I wanted to know if anybody here lives in Minnesota and has gotten a lisense for a home-based cake business. I'm trying to find out info on it, but all I've found is for catering businesses. If anybody has any info, I would appreciate it! I have found so far, that Scott Co. and the city of Savage, doesn't require a lisense for it.
Minnesota is not friendly to home bakers. This is a state where you can't bring homemade cupcakes to school for your child's birthday, everything has to be sealed from the store.
They do not liscense home kitchens, they might do seperate kitchens at the home but I'm not sure on that.
Thanks for the help. This state is so weird. I'm starting to hate it more and more.
You know, that's fine. i'll just keep it low key then.
Didn't you see the sign at the boarder: "Welcome to Minnesota: The State Where Absolutely NOTHING is Allowed!" (GL got it right!!!)
Here we are considered the same as Caterers when it comes to license as we're providing food to events of all sizes and locations here in the state.
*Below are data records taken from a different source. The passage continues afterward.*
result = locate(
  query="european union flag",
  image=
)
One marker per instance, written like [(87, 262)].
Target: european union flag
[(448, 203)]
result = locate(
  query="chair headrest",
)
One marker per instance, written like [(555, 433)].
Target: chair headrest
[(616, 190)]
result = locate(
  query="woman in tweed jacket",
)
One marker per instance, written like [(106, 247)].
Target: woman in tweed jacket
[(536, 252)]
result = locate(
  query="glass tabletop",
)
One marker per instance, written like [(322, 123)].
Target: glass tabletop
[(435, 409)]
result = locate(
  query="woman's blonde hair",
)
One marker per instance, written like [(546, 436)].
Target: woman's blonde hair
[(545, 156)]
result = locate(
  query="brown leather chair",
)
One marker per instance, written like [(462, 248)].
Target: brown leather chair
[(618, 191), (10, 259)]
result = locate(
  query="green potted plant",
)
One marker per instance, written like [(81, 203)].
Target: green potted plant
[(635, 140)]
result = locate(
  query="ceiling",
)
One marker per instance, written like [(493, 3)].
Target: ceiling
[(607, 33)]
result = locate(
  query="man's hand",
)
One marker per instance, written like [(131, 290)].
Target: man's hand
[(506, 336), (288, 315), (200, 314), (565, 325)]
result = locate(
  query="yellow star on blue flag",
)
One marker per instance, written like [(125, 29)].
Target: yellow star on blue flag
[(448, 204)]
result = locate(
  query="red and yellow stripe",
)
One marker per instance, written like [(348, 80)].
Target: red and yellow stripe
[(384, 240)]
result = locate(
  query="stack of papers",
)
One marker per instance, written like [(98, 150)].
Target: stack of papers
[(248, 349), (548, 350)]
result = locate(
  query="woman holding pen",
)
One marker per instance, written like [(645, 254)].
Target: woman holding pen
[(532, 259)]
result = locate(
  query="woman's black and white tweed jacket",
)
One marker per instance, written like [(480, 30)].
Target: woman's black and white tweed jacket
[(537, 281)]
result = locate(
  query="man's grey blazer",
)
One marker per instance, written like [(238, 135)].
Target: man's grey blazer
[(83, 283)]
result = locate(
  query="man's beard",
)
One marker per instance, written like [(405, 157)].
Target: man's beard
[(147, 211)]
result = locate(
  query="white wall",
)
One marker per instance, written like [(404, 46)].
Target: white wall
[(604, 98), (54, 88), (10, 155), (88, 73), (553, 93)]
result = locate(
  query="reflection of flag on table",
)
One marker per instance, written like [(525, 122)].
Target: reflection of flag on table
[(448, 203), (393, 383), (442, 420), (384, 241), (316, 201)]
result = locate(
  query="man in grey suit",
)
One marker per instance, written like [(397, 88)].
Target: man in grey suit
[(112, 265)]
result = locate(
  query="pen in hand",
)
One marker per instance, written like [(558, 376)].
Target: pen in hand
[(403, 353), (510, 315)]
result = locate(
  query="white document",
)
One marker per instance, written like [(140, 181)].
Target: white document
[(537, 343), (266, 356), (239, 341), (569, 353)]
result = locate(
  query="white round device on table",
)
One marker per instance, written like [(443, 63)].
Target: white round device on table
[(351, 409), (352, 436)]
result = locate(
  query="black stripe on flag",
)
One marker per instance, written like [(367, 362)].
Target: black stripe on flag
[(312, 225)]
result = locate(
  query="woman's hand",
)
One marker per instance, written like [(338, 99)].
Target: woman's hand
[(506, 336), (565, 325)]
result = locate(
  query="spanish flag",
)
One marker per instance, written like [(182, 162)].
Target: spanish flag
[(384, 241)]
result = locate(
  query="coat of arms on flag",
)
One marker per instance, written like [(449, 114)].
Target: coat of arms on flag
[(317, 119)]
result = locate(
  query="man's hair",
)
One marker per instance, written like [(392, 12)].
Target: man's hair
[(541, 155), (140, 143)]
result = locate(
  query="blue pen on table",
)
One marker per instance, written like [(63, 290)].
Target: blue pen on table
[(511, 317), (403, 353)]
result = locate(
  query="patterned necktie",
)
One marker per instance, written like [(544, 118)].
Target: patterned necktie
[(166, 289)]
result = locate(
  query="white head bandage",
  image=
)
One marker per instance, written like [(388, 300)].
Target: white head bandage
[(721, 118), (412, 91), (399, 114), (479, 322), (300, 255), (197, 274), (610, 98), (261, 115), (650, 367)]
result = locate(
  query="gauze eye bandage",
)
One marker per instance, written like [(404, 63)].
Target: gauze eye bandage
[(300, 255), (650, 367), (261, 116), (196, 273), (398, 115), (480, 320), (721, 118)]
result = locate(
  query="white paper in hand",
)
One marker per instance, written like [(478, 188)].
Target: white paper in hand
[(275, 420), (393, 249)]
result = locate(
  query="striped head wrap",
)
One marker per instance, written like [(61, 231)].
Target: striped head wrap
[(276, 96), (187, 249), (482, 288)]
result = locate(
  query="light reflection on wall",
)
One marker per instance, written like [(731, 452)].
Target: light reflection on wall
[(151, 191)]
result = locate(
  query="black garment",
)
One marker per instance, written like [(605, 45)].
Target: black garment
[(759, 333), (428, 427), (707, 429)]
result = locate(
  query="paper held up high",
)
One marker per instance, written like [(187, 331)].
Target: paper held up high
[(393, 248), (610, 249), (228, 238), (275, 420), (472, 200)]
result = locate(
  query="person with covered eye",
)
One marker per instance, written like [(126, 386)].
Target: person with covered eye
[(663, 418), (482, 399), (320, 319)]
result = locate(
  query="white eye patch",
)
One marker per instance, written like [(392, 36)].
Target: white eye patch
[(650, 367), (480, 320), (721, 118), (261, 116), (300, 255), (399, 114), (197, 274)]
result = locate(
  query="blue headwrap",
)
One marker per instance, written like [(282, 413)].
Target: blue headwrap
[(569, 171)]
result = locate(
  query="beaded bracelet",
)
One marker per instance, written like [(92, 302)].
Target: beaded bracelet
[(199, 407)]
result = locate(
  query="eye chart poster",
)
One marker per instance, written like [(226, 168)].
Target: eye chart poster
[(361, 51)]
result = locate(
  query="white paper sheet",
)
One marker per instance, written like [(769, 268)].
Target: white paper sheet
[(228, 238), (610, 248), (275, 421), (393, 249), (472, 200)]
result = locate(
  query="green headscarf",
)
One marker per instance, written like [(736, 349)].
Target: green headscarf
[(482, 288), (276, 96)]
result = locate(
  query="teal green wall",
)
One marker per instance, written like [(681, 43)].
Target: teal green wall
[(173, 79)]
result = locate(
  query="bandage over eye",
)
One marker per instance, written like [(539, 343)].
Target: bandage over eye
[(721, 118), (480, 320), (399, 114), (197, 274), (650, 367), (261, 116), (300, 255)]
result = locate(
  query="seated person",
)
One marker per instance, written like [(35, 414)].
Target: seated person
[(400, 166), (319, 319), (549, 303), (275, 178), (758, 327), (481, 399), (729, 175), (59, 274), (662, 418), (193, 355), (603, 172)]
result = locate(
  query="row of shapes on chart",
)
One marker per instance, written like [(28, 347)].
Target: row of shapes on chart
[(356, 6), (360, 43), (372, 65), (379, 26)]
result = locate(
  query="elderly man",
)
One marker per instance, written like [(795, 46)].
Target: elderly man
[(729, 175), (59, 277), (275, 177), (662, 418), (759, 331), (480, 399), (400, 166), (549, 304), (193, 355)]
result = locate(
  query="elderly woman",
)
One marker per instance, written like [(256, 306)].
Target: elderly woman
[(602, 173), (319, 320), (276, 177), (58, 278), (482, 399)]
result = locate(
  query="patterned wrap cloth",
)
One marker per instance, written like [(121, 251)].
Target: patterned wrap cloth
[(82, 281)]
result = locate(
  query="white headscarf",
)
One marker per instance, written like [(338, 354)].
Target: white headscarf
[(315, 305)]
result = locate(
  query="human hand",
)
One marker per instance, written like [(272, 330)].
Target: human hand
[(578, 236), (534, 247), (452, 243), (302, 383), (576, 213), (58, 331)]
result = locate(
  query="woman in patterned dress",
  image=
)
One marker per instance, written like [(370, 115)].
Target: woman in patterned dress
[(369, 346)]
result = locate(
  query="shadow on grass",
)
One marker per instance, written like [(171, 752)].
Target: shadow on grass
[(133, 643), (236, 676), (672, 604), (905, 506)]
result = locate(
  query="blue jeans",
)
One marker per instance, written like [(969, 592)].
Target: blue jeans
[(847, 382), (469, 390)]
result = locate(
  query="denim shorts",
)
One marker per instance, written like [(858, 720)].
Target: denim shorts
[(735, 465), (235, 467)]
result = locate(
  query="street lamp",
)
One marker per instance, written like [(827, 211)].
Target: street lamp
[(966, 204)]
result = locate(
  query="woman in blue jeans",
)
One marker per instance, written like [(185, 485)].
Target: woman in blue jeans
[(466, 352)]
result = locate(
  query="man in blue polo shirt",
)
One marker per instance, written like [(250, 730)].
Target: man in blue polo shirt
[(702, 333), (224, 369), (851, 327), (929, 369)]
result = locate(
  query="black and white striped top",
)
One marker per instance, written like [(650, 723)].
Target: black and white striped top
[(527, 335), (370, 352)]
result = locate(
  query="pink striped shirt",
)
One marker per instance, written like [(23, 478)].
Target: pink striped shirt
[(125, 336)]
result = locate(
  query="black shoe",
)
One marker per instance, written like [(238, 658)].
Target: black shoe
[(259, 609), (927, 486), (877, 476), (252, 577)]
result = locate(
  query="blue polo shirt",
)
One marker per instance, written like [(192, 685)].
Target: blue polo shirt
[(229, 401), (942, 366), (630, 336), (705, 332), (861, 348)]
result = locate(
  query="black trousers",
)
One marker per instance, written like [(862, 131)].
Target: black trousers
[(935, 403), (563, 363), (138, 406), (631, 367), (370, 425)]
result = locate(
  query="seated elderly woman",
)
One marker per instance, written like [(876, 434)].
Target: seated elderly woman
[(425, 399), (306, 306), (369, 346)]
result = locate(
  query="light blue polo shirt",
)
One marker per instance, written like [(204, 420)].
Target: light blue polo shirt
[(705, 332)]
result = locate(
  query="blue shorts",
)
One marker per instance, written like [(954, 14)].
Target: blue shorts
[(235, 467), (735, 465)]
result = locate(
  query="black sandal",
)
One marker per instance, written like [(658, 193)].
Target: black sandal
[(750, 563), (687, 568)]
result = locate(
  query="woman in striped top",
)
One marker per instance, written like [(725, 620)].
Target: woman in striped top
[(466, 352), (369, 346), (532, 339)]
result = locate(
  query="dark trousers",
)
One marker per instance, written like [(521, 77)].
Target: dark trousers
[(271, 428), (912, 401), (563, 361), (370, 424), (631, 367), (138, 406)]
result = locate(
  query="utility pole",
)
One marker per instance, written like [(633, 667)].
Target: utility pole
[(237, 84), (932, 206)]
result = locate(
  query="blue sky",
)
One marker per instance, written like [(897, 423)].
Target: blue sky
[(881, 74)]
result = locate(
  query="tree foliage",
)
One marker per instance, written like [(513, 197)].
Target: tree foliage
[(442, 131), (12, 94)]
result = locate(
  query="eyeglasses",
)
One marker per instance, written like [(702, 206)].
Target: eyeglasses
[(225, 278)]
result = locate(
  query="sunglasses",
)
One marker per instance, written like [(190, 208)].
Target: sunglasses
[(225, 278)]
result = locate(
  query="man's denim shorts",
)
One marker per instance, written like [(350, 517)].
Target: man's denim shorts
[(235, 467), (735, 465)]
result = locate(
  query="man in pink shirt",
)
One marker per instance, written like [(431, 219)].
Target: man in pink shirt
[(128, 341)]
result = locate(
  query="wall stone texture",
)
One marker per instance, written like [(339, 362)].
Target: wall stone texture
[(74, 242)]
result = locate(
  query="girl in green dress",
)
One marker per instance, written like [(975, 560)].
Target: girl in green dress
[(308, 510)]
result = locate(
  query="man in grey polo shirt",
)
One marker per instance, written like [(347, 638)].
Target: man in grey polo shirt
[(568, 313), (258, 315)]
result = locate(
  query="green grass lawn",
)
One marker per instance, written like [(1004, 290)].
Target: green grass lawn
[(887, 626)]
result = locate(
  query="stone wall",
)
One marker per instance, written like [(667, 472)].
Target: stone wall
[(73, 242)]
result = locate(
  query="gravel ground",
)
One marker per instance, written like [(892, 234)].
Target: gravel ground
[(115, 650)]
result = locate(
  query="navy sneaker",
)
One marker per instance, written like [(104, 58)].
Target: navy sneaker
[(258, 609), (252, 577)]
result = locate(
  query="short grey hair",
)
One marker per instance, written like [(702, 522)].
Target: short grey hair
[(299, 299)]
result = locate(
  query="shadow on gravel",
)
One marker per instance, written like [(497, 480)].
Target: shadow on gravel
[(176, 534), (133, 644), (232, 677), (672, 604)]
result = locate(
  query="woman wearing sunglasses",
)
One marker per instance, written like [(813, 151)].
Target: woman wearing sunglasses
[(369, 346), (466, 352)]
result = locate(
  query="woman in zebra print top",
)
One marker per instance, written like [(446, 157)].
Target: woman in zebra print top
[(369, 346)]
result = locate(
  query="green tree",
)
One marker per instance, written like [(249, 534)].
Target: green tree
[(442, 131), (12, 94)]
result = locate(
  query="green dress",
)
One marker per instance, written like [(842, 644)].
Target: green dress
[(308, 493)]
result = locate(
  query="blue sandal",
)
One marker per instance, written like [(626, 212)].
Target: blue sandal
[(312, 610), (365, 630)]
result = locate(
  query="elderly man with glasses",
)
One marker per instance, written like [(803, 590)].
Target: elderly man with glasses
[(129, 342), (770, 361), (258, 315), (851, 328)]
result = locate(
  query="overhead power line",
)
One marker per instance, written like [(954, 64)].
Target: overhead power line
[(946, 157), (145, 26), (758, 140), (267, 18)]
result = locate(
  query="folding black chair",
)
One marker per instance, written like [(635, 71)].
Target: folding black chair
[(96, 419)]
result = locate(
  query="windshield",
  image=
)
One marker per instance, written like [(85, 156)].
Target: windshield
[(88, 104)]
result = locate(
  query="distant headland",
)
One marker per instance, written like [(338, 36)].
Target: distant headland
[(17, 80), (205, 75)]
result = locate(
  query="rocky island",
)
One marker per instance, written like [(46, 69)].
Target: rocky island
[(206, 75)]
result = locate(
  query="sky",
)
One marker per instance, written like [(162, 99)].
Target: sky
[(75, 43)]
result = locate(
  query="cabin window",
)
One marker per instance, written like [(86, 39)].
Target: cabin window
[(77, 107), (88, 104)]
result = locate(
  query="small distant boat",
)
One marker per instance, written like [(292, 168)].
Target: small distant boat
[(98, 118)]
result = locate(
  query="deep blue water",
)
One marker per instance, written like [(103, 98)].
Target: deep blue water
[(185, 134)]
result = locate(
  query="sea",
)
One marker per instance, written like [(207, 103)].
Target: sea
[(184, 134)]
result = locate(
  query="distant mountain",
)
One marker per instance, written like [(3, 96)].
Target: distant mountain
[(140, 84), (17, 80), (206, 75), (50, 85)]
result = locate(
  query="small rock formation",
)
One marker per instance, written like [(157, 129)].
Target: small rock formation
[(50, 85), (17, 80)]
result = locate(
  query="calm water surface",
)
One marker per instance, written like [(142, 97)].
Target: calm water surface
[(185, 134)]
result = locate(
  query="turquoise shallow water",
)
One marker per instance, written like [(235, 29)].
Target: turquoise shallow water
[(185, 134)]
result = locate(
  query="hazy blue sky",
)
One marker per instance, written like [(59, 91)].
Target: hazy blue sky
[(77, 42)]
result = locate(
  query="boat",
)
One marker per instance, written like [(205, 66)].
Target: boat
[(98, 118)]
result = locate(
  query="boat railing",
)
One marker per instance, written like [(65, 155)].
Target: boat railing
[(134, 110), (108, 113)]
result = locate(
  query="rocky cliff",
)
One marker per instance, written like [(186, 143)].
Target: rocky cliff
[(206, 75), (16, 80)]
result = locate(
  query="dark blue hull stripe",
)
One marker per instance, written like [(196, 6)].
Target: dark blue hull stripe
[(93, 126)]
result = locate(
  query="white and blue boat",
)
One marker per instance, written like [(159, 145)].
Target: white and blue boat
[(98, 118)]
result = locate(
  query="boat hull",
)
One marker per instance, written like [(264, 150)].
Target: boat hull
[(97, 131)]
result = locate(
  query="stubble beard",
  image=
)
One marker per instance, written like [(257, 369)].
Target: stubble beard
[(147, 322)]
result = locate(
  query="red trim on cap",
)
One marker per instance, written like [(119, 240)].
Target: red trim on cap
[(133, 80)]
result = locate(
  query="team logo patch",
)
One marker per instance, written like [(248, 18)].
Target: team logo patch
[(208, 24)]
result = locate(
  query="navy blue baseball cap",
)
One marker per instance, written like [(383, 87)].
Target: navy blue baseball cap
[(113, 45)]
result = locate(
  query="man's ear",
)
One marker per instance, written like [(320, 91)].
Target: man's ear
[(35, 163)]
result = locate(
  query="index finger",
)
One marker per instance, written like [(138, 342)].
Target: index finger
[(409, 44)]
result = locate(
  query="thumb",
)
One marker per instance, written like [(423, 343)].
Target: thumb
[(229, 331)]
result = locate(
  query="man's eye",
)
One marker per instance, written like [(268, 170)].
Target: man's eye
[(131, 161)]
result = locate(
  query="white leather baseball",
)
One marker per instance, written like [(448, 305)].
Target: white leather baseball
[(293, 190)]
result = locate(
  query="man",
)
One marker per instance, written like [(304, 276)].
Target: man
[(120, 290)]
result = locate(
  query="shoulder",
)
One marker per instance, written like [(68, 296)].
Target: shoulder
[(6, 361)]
That said, we're required to have a separate kitchen from our house, that doesn't mean you can't have a kitchen that shoots off of your garage, or a separate building on your property, you just can't access it from inside and it has to have its own separate entrance from the outside and all the fun complications of everything needs to be NSF. The hard part is you've got to check with your city/township/county zoning for whether or not you can even do that. The town we moved out of won't even allow you to put a 3-compartment sink IN a house, let alone, let you have a licensed kitchen anywhere other than in a strip mall. We had a garage sale at the old place and the city sent their inspectors out to make sure people weren't selling food at their garage sales for cripes sake (and he GRILLED me because I had two stainless tables out in the garage I had picked up and was using for garage sale stuff - and they haven't been used for food since before I purchased them)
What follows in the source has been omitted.